Le Parlement a demandé instamment à la Commission et au Service européen pour l’action extérieure (SEAE) de préparer sans délai une proposition législative pour une loi Magnitsky à l’échelle de l’Union, qui permettrait d’imposer des interdictions de visas et des sanctions ciblées, comme le gel des avoirs, à l’encontre de fonctionnaires ou de personnes agissant dans l’exercice de leurs fonctions officielles et qui sont responsables d’actes de corruption ou de violations graves des droits de l’homme.

Domaines d’intérêt commun

Les députés rappellent leur soutien aux cinq principes directeurs de la politique de l’Union envers la Russie et demandent que le principe de l’engagement sélectif soit mieux défini.

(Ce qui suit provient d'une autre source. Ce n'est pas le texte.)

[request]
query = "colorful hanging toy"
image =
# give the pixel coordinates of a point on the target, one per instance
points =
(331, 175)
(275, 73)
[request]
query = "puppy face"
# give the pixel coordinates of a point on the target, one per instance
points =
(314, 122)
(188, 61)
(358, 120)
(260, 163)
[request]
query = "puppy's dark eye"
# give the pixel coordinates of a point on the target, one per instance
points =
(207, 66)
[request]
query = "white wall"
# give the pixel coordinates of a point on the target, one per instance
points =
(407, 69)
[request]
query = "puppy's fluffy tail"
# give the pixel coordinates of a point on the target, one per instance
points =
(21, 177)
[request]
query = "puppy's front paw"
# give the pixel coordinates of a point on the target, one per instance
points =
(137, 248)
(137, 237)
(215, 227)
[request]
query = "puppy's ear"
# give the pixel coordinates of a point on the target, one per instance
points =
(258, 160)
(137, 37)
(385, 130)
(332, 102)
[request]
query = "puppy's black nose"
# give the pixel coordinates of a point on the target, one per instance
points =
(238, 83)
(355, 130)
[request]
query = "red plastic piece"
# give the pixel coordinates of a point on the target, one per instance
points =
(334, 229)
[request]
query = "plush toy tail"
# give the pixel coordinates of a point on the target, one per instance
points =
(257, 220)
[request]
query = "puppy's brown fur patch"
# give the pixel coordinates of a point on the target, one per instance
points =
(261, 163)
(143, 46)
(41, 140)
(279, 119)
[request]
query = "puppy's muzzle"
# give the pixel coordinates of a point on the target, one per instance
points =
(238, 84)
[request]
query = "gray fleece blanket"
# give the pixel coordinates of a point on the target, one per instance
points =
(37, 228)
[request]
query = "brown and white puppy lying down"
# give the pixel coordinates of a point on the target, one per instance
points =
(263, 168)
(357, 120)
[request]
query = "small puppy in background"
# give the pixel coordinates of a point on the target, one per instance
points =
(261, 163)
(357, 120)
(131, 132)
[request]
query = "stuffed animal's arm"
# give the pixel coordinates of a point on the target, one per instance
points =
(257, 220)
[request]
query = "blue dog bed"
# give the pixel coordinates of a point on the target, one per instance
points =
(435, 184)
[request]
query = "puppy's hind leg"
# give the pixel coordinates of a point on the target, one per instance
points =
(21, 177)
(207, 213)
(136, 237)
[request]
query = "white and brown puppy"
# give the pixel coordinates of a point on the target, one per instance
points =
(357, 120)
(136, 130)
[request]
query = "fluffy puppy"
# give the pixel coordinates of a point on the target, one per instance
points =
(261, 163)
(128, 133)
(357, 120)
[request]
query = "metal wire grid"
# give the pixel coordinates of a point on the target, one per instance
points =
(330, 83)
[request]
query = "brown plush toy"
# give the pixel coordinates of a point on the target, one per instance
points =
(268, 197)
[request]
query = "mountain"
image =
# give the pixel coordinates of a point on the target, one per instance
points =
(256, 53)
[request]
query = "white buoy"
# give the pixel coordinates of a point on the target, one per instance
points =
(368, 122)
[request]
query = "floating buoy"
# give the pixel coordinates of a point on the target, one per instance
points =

Ils recommandent  de mettre l’accent les questions liées à la région du Moyen-Orient et de l’Afrique du Nord et à la région du Nord et de l’Arctique, au terrorisme, à l’extrémisme violent, à la non-prolifération, à la maîtrise des armements, à la stabilité stratégique dans le cyberespace, à la criminalité organisée, à la migration et au changement climatique, y compris les efforts communs visant à sauvegarder le plan d’action global commun approuvé par le Conseil de sécurité des Nations unies et l’Iran et à mettre un terme à la guerre en Syrie.

Ils suggèrent également de mettre fin au projet de gazoduc Nord Stream 2 qui accroît la dépendance européenne vis-à-vis de l’approvisionnement en gaz russe.

Recommandations

Le Parlement a plaidé, entre autres, en faveur ;

- d’un soutien politique et financier permanent aux relations interpersonnelles en général, et, en particulier, aux militants de la société civile, aux défenseurs des droits de l’homme, aux blogueurs, aux médias indépendants, aux journalistes d’investigation, aux universitaires et personnalités publiques qui s’expriment ouvertement et aux ONG ;

- d’un accroissement des contacts interpersonnels axées sur les jeunes, d’un dialogue et une coopération renforcés entre experts, chercheurs, sociétés civiles et autorités locales de l’Union et de la Russie, ainsi que d’une intensification des échanges d’étudiants, de stagiaires professionnels et de jeunes, notamment dans le cadre d’Erasmus+ ;

- de la libération inconditionnelle de tous les défenseurs des droits de l’homme et des autres personnes détenues pour avoir exercé pacifiquement leurs droits à la liberté d’expression, de réunion et d’association ;

- d’une intensification des efforts de l’UE pour accroître leur résilience, en particulier dans les domaines de l’informatique et des médias, y compris les mécanismes de détection et de lutte contre l’ingérence dans les élections;

- de la mise en place d’un mécanisme à l’échelle de l’Union permettant d’examiner le financement des partis politiques et de prendre des mesures en conséquence afin d’éviter que certains partis et mouvements ne soient utilisés pour déstabiliser le projet européen de l’intérieur.